En général, la lutte contre les vols de bœufs nécessite une stratégie particulière. Notamment au niveau de la population locale et en collaboration avec des éléments forces de l’ordre. Pour le district d’Ankazobe, en particulier, le groupement de la Gendarmerie nationale d’Analamanga a adopté une sécurisation à long terme et l’implication en permanence de la population locale est vivement souhaitée. Situé à soixante-dix kilomètres de la capitale, ce district est neanmoins, l’une des zones dangereuses en matière d’insecurité, depuis des décennies. Les vols de boeufs, assortis à l’utilisation des armes à feu deviennent de plus en plus fréquents, notamment avant l’opération de sécurisation que le groupement de la Gendarmerie nationale d’Analamanga a entreprise. Une vaste campagne de sensibilisation et des arrestations ont eu lieu dans les villages les plus reculés de la région du Vonizongo, depuis le 13 août. «  Nous avons mis la main sur quarante armes illégales dont vingt-sept fusils de chasse qui se répartissent comme suit : quinze armes authentiques et onze armes de fabrication locale, et quatorze pistolets automatiques. Une trentaine de personnes ont été arrétées avec plusieurs motifs, tels les faux et usage de faux sur les paperasses ou détention et utilisation clandestines d’armes à feu. Un célèbre tueur en serie et un voleur de boeuf  tombent également dans nos filet », explique le capitaine Aro Mahefa Bernard Tonny Rakotonarivo, commandant de compagnie territoriale de Vonizongo.
Hormis les armes à feu, la gendarmerie a également saisi 204 zébus dont 58 sont encore en fourrière. « Nous interpellons une dizaine de personnes dont une est placée sous mandat de dépôt.

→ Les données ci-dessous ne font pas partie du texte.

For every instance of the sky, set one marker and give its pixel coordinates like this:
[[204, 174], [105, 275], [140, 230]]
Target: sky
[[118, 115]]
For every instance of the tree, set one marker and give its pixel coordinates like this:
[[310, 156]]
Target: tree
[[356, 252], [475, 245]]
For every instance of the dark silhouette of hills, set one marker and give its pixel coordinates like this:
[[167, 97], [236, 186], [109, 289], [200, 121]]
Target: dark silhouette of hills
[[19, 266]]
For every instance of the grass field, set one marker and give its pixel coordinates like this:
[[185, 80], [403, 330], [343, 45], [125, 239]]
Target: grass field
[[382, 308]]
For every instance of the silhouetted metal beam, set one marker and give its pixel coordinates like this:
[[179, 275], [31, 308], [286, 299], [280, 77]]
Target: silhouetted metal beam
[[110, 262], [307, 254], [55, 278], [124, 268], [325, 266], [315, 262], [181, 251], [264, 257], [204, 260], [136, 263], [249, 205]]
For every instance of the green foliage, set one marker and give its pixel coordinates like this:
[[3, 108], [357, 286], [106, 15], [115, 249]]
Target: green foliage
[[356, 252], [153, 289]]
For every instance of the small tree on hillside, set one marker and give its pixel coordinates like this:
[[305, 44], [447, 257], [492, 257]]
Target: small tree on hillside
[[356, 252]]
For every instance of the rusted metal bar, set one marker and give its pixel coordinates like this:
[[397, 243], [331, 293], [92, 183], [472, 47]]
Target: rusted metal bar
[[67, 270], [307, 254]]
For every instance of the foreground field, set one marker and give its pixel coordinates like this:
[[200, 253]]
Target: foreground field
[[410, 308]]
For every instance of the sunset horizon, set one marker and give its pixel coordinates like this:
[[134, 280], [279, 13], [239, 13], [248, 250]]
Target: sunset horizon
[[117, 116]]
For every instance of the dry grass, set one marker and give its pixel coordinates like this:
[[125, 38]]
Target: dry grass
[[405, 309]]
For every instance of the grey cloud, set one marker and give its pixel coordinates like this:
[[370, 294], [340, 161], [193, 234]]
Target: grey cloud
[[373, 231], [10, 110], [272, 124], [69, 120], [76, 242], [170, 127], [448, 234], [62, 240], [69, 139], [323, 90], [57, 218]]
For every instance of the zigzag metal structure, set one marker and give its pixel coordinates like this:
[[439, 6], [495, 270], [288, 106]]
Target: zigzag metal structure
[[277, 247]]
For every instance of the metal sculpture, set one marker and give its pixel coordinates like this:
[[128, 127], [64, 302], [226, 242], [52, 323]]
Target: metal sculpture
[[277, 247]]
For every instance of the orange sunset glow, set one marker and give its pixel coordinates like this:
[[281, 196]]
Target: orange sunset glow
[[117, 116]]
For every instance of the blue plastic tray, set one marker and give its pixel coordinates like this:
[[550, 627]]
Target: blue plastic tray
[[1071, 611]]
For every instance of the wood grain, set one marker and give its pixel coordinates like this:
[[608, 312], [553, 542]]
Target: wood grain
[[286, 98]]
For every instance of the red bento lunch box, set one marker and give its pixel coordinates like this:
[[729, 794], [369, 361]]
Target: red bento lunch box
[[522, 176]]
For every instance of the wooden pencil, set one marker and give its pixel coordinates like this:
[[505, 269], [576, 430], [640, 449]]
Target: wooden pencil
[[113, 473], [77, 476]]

Nous avons également détruit un fief des dahalo à Vohibato », explique le chef d’escadron,
Les résultats sont prometteurs mais d’après nos recherches, les enquêtes auprès des forces de l’ordre et de la justice s’arrêtent au niveau des intermédiaires. Les malfaiteurs, même pris en flagrant délit, ne dénoncent  jamais les cerveaux et les commanditaires de vols de bœufs. «  C’est une sorte de stratégie adoptée par ces criminels car une fois jetés en prisons, les grands patrons entrent en jeu pour aider ou libérer les personnes impliquées et puis condamnées. C’est pour cela que nous les qualifions de réseau. Il y a toute une chaîne qui travaille pour que les bœufs volés soient blanchis et que les auteurs demeurent impunis », conclut le lieutenant  Mamy Andriamampionona, adjoint du commandant de la compagnie d’Ankazobe.